Gutes Arbeitszeugnis setzt „stets“ gute Leistungen voraus

Wenn Arbeitgeber in einem Zeugnis "gute Leistungen" bescheinigen, können Arbeitnehmer deswegen noch keine gute Gesamtbewertung einfordern. Nach einem Urteil des Landesarbeitsgerichts Rheinland-Pfalz (Aktenzeichen: 3 Sa 234/12) setzt ein Arbeitszeugnis mit der Note gut vielmehr voraus, dass Beschäftigte die in sie gesetzten Erwartungen "stets" beziehungsweise "immer" gut erfüllt haben.

Private Verabredung auf Geschäftsreise ist unfallversichert

Auch eine rein private Verabredung kann im Rahmen einer Geschäftsreise unter dem Schutz der gesetzlichen Unfallversicherung stehen.
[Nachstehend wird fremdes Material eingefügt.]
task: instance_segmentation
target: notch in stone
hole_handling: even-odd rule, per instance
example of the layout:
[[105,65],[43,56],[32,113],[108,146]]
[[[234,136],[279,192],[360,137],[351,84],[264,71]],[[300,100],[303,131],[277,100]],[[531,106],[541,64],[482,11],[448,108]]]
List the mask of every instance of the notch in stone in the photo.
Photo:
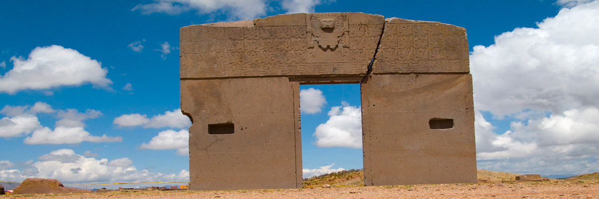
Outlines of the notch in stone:
[[208,134],[226,134],[235,133],[235,124],[232,123],[208,124]]
[[453,128],[453,119],[434,118],[428,121],[431,129],[449,129]]

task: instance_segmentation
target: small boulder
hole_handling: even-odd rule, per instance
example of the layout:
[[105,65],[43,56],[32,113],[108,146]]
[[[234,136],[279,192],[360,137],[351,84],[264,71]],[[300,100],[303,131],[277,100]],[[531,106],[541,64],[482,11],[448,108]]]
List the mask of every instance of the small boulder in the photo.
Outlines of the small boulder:
[[28,178],[14,188],[15,194],[89,193],[89,190],[65,187],[55,179]]
[[527,174],[516,176],[516,180],[532,180],[540,178],[541,175],[538,174]]

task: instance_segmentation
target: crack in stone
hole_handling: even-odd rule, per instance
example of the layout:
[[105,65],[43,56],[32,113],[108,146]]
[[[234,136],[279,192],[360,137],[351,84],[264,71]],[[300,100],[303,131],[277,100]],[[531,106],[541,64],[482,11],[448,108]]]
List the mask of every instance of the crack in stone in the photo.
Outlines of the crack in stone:
[[373,72],[373,65],[374,64],[374,59],[376,57],[377,53],[379,53],[379,47],[380,47],[380,41],[383,39],[383,33],[385,32],[385,26],[387,22],[383,22],[383,28],[380,30],[380,36],[379,36],[379,42],[376,44],[376,48],[374,48],[374,54],[373,55],[373,59],[370,60],[370,63],[368,64],[368,67],[366,71],[366,75],[364,75],[364,77],[360,81],[360,84],[362,84],[362,82],[364,81],[364,79],[365,79],[368,75],[370,75],[370,74]]

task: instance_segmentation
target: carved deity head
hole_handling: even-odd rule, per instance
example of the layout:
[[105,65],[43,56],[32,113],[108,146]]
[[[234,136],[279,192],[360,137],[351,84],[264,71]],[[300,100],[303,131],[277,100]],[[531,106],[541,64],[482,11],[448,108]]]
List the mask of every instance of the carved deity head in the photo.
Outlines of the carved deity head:
[[331,18],[321,19],[320,28],[323,29],[335,28],[335,19]]

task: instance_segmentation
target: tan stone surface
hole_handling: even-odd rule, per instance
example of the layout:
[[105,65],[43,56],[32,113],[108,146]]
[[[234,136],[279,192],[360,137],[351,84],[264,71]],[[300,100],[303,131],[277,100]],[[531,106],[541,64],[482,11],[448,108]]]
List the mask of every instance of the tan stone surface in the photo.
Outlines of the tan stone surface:
[[476,182],[468,49],[462,27],[359,13],[181,28],[190,189],[301,187],[310,84],[361,84],[367,185]]
[[89,193],[89,190],[65,187],[55,179],[28,178],[13,190],[15,194]]
[[[297,188],[295,88],[286,78],[181,81],[181,110],[193,118],[190,189]],[[226,123],[234,134],[208,134]]]
[[212,23],[181,28],[181,78],[364,76],[384,20],[379,15],[333,13],[256,19],[251,27],[247,22],[227,23],[229,27]]
[[386,20],[374,74],[469,72],[466,29],[434,22]]
[[476,182],[470,74],[373,75],[361,89],[365,185]]

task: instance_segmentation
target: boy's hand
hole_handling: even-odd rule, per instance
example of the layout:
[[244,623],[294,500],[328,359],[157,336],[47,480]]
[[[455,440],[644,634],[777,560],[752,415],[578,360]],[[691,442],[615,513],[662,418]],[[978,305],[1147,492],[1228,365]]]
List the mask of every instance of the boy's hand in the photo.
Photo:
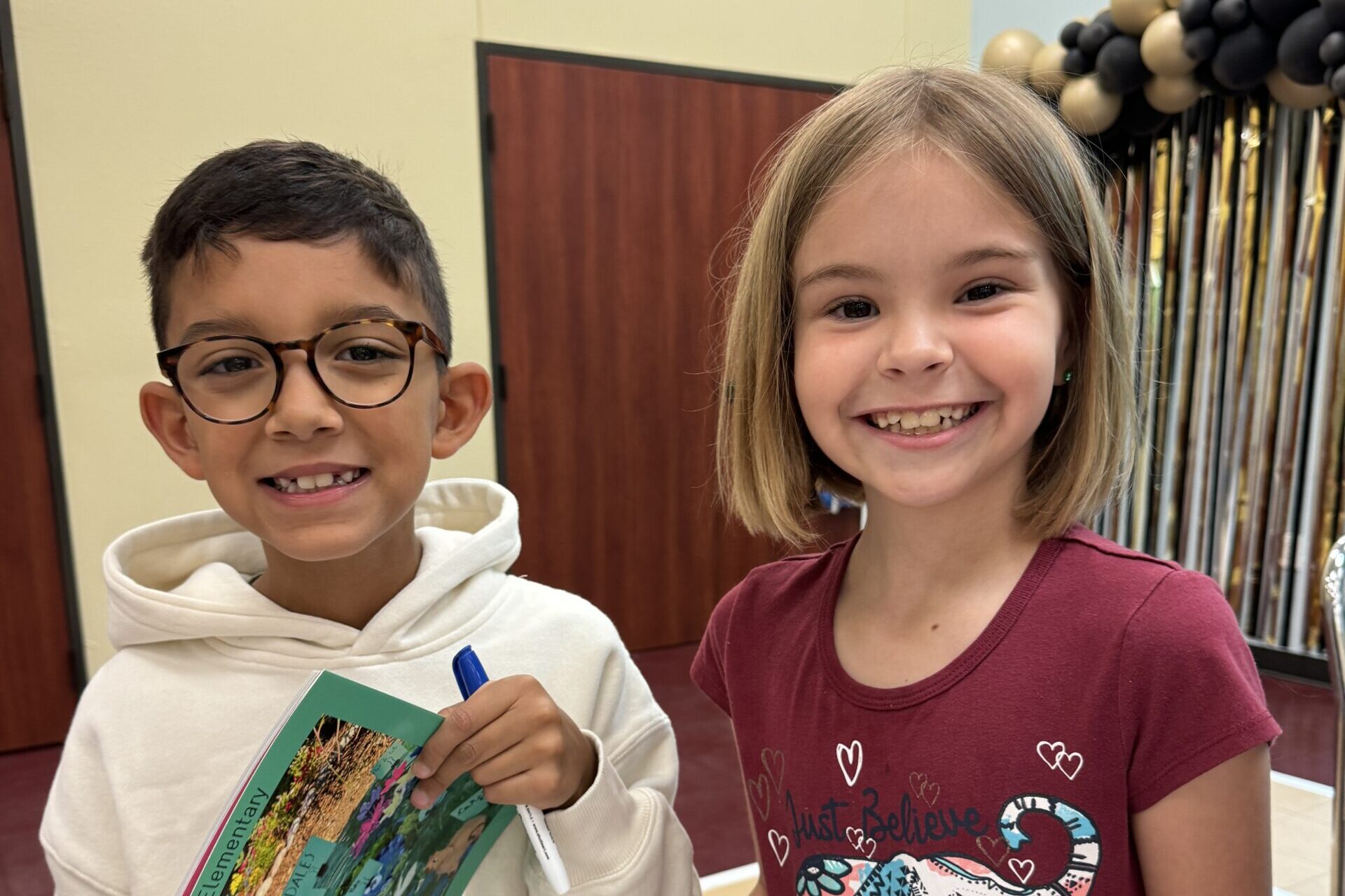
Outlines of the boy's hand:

Das gilt nach einem Urteil des Landessozialgerichts Niedersachsen-Bremen jedenfalls dann, wenn die private Verabredung nur einen kleinen Teil der Geschäftsreise ausmacht (Aktenzeichen: L 3 U 28/12).

Verhandlungen mit Arbeitgeber verlängern Klagefrist nicht

Arbeitnehmer müssen die dreiwöchige Klagefrist nach Erhalt einer Kündigung auch dann beachten, wenn sie mit ihrem Arbeitgeber über eine Weiterbeschäftigung verhandeln. Das entschied das Landesarbeitsgericht Berlin-Brandenburg und wies damit einen Antrag auf nachträgliche Zulassung einer Kündigungsschutzklage zurück (Aktenzeichen: 6 Sa 1754/12).